With every nail and pane of glass, the man known as The Old House Doctor is doing his part to bring the Old Historic Jail at Burlington back to life.

Nance began installing the door and window jams in March and began installing the new 19 sets of windows Monday. The windows were specially ordered and made to look old, harkening back to the days when the jail was, well, the county’s place for prisoners.

Email newsletter signup

They were purchased through donations from area residents Charles Leach of Burlington, Gene and Debbie Bragg of Ironton, Eddie Hagley of Sheridan, Rick Viglianco of South Point, Dave Milem of Burlington, the Lawrence County Genealogical Society and the Lawrence County Medical Society.

Nance is not only pleased with his own work, he is also pleased, he said, to be rehabilitating such a fine old building.

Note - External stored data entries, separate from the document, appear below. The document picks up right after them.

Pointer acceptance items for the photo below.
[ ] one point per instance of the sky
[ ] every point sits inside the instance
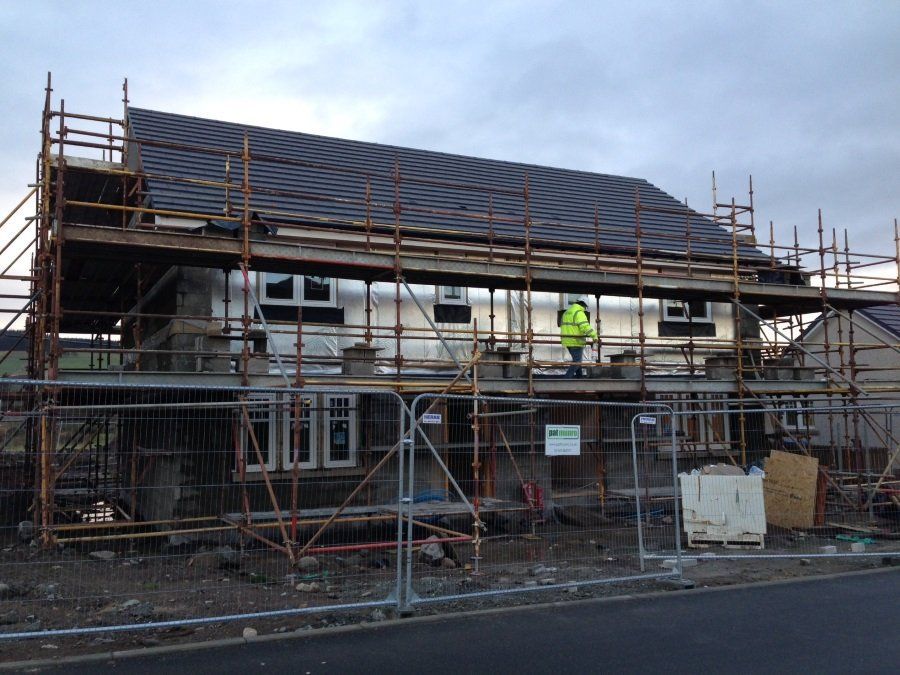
(803, 96)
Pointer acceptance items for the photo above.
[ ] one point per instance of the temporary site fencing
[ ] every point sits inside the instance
(822, 480)
(130, 507)
(171, 505)
(543, 489)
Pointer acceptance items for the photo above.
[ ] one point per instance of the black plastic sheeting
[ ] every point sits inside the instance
(561, 202)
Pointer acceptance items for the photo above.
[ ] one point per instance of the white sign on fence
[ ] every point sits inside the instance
(562, 440)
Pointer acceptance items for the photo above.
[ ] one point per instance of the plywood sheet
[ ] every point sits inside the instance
(790, 489)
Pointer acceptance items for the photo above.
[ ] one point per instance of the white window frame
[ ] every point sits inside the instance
(706, 433)
(253, 404)
(794, 406)
(287, 436)
(666, 304)
(566, 299)
(328, 409)
(444, 300)
(298, 296)
(332, 292)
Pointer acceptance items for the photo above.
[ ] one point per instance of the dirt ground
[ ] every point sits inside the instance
(100, 584)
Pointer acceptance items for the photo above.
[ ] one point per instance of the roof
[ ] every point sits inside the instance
(322, 181)
(885, 316)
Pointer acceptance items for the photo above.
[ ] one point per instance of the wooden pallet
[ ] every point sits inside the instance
(738, 541)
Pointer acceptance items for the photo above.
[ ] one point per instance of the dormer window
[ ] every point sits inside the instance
(291, 289)
(694, 311)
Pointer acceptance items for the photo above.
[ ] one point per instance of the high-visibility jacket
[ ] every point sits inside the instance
(575, 327)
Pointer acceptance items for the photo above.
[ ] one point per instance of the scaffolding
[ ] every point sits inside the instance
(100, 255)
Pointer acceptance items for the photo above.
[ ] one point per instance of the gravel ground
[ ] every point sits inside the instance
(103, 585)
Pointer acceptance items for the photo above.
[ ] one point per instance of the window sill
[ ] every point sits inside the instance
(257, 477)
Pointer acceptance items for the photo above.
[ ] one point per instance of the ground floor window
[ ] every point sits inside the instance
(315, 431)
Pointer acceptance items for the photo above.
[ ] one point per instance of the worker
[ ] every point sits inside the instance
(575, 332)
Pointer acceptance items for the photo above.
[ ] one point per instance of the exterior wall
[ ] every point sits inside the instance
(618, 317)
(885, 360)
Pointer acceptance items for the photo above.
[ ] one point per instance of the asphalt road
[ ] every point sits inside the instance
(835, 625)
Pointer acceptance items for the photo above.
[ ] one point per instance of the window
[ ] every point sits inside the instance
(317, 431)
(298, 426)
(792, 416)
(262, 413)
(340, 431)
(452, 295)
(290, 289)
(697, 311)
(698, 425)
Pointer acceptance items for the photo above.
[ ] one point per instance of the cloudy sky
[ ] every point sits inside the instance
(802, 95)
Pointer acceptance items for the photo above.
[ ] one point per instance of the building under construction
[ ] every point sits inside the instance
(218, 257)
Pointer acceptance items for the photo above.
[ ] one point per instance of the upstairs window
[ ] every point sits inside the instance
(290, 289)
(695, 311)
(452, 295)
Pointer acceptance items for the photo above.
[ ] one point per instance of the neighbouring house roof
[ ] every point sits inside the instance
(561, 201)
(886, 317)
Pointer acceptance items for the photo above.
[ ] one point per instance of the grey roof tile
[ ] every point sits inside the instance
(561, 201)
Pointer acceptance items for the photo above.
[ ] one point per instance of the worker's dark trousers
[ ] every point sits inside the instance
(575, 369)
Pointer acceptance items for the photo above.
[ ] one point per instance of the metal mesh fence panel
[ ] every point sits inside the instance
(509, 495)
(786, 478)
(156, 506)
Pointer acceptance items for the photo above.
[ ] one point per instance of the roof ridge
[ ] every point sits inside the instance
(391, 146)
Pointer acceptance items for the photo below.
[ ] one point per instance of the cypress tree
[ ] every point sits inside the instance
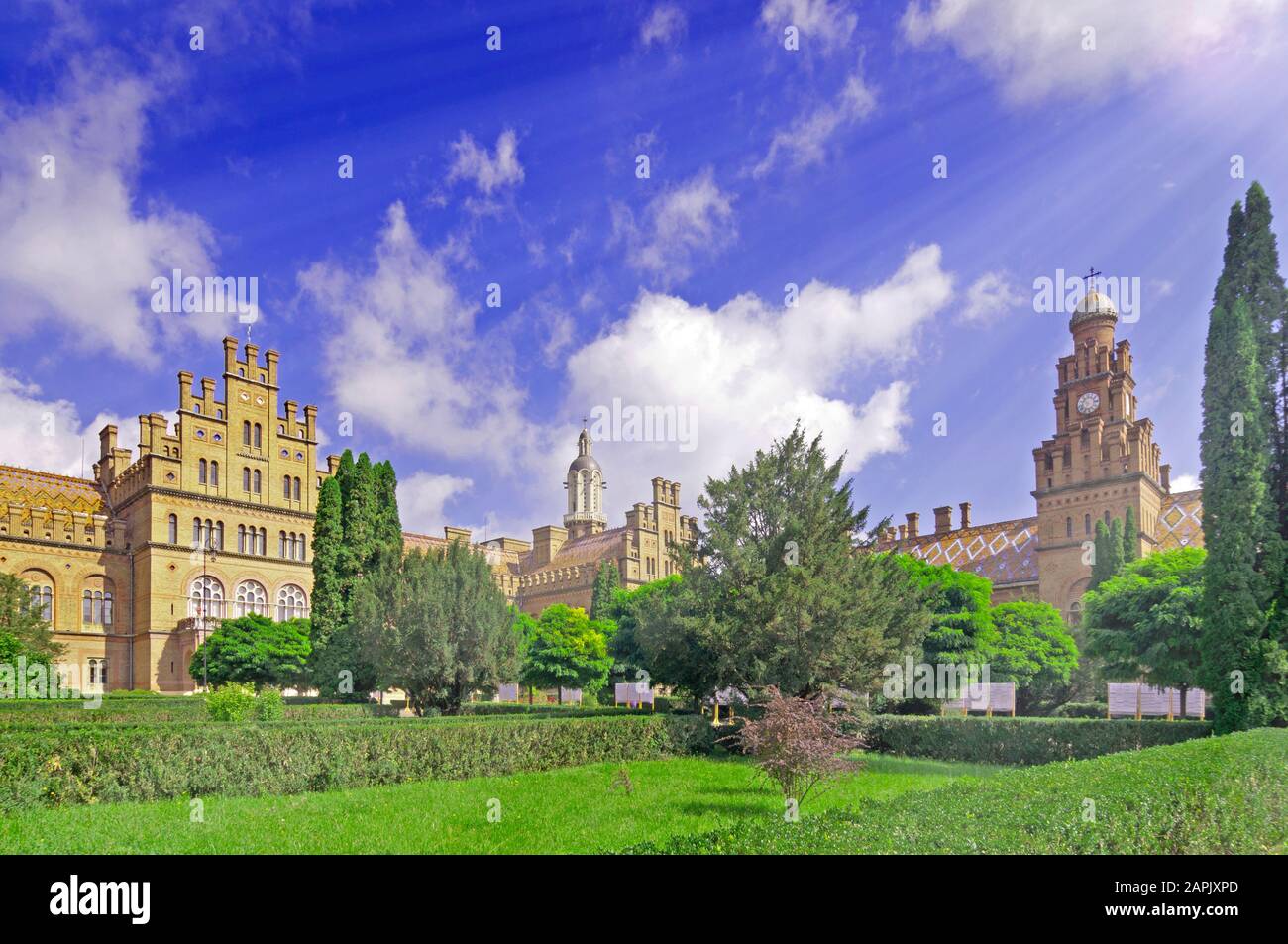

“This is probably the finest sandstone work I’ve ever seen,” he said. “I’ve been in this line of work 30 years and this is just incredible.”

And still sturdy after all these years.

“Every opening in this building is within one-eighth inch of being dead- on square,” he said.

The new windows and doors are part of a long process of restoring the old stone jail that will later be used as an underground railroad museum. This is the only structure that still exists from the days when Lawrence County’s seat was Burlington.